How does Schwarzenegger respond to all that?

First, he says the awards and nominations do not carry "persuasive weight." (Actually, he relegates this to a mere footnote, without so much as discussing the fact that Williams has a dedicated international following of prestigious supporters.)

Secondly, he says Williams' anti-gang activities are "hard to assess," but that the continuing pervasiveness of gang violence "leads one to question the efficacy of Williams' message." This is an astonishing line of argument: essentially, it says that because Tookie Williams has not single-handedly ended all gang violence everywhere, he deserves to die.

And that's not all. Predictably, Schwarzenegger berates Williams for failing to acknowledge guilt in the four murders for which he was sent to Death Row. But he also dismisses the written apology Williams issued in 1997 for the damage done by himself and his fellow Crips as mere "innuendo and inference" -- even though Williams has been entirely true to his concluding vow "to spend the rest of my life working toward solutions."

Most staggering of all is the argument that Williams may not in fact be a reformed character at all.
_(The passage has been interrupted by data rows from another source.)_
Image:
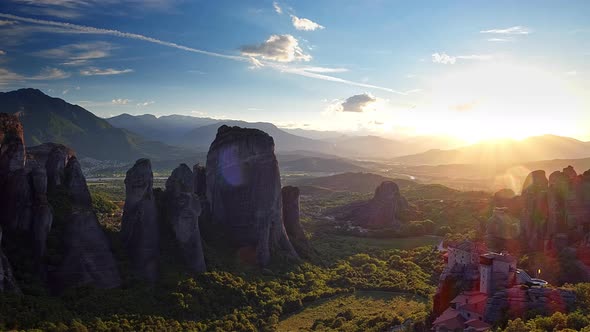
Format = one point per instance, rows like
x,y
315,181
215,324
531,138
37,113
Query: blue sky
x,y
472,69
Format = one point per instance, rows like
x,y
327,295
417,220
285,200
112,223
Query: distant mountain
x,y
504,152
313,134
48,119
167,128
356,182
311,164
201,138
The document says this judgment is based on "a close look at Williams' post-arrest and post-conviction conduct," but it provides just two instances. The first is a plan Williams made -- but never carried out -- to break out of jail before his trial. We're talking about a non-incident from 25 years ago, more than a decade before Williams claimed to have turned his life around.
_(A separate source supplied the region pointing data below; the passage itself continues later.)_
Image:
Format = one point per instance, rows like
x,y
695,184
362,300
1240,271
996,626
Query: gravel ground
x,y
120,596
The second instance is the dedication Williams included in his 1998 book Life In Prison -- to "Nelson Mandela, Angela Davis, Malcolm X, Assata Shakur, Geronimo Ji Jaga Pratt, Ramona Africa, John Africa, Leonard Peltier, Dhoruba Al-Mujahid, George Jackson, Mumia Abu-Jamal, and the countless other men, women, and youths who have to endure the hellish oppression of living behind bars".

The governor's statement comments: "The mix of individuals on this list is curious. Most have violent pasts and some have been convicted of committing heinous murders, including the killing of law enforcement." In particular, the inclusion of George Jackson, founder of the Black Guerrilla Family prison gang, "is a significant indicator that Williams is not reformed and that he still sees violence and lawlessness as a legitimate means to address societal problems."

It says something about the quality of Schwarzenegger's argument that he had to go foraging in a book dedication to find even a hint of dirt against the man he has decided to send to the gallows tonight. The argument is absurd, anyway: Williams is merely espousing the well-worn line that men of color imprisoned by a predominantly white social order are worthy of support, regardless of the circumstances. You don't have to agree with Williams' point of view to see there is absolutely no criminal intent in it.

The real truth of Schwarzenegger's document is inadvertently demonstrated by its very absurdity: that there are no good arguments to deny the genuineness of Tookie Williams' redemption. That, in turn, tells us just how political the clemency decision is: Arnold has a career to resuscitate, so Tookie has to die.